VR, or virtual reality, has come to schools this fall.
Although the potential of teaching applications hasn’t yet been realized, thanks to low-budget headsets and platforms, more teachers are experimenting with VR.
The novelty factor is still high, so learning outcomes might be minimal. However, as more researchers and educators come together, classroom use will become more defined.
I expected the Starbucks move to replace plastic straws with “adult sippy cups” and sustainable straws to carry over into school cafeterias, but I haven’t seen that this fall.
Years ago, elementary grade students were huge drivers in the eco-move to “reduce, re-use, recycle.”
I wouldn’t be surprised if students at all levels of education begin to embrace the zero waste movement.
I’m interested to see if middle schoolers will be developing what’s called “soft skills” this fall.
There’s been a lot of chatter that digital natives – kids who have been raised in today’s tech-driven world – are growing up as mere computer geeks.
As a result, students today aren’t learning how to communicate with others, get along in a team situation or collaborate to solve a problem.
So will these and other so-called “soft skills” find their way into classrooms?
Management of mobile devices is a huge issues in schools this fall.
Some schools have banned smartphones, laptops and all personal technology, choosing instead to give students “tech breaks.”
Other teachers are using a system which shuts down smartphones. Compliance is digitally tracked by the teacher and punished with grade deductions.
This attention to curbing device usage has roots in research: data shows that multitasking is a myth. When our brain focuses on one thing, it shuts down something else. This rapid attention-switching can result in lower grades, which is the reason educators are rethinking their previous, lenient approach to digital devices.

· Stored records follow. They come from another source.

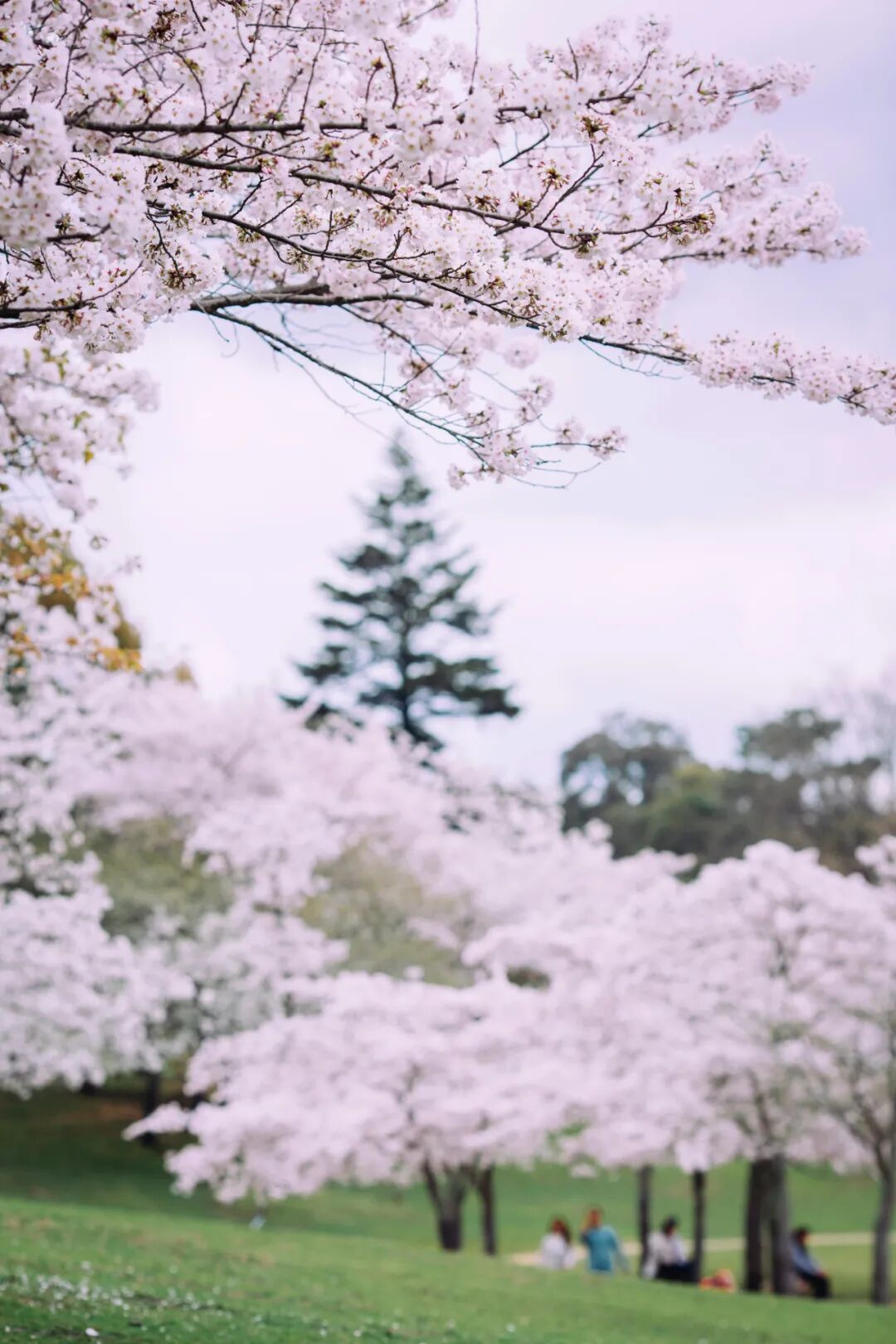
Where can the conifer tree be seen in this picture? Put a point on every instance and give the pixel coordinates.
(402, 633)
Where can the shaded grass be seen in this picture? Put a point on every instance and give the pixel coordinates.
(95, 1198)
(67, 1269)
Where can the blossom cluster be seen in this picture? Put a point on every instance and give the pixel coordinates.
(234, 160)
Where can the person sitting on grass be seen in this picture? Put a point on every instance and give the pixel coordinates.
(603, 1246)
(666, 1257)
(805, 1266)
(557, 1246)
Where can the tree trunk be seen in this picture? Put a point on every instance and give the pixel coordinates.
(645, 1177)
(757, 1181)
(880, 1287)
(151, 1099)
(448, 1202)
(699, 1192)
(778, 1209)
(485, 1187)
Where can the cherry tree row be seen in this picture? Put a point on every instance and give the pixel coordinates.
(603, 1012)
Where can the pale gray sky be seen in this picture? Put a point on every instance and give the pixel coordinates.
(737, 555)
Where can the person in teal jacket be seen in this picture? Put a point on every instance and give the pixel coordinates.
(602, 1244)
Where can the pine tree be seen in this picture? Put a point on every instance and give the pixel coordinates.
(399, 619)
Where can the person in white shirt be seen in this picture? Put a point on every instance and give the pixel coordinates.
(666, 1257)
(557, 1246)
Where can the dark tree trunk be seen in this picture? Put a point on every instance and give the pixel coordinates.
(151, 1099)
(880, 1285)
(778, 1215)
(755, 1209)
(699, 1192)
(645, 1179)
(448, 1202)
(485, 1188)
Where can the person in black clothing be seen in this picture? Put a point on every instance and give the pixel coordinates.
(805, 1265)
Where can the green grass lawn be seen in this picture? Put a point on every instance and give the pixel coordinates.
(91, 1238)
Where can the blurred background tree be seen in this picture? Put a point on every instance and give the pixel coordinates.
(793, 778)
(403, 637)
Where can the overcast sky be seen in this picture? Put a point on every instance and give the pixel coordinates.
(733, 559)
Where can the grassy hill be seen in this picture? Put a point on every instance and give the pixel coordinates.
(91, 1238)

Nickelodeon’s 15th annual Worldwide Day of Play is scheduled for Saturday, September 29.
As usual, the kidcaster will suspend programming from noon to 3 pm (EST) to encourage health and wellness through play.
Around the world, transparent drinks have become the newest “must have” beverage.
As I write this, Starbucks hasn’t started to offer clear coffee, but coffee-stained teeth might become a problem of the past if this trend catches on.
Overseas, Coke has launched a transparent variety, minus the caramel which colors the drink.
I can’t help but wonder how soon kids will be packing school lunches with drinks that are as clear as day.
“Authentic” and “real” have driven marketers trying to reach millennial parents, but change is coming.
The word “fake” might attract the next generation of parents.
Fake meat, which uses plant alternatives that look and taste like meat, is growing in popularity among young adults.
Will new moms and dads serve children vegan burgers that sizzle (like meat) on the grill? Serve sushi made from tomatoes?
When preschooler’s play food assortments offer “plant-based alternatives,” we’ll know the shift is real.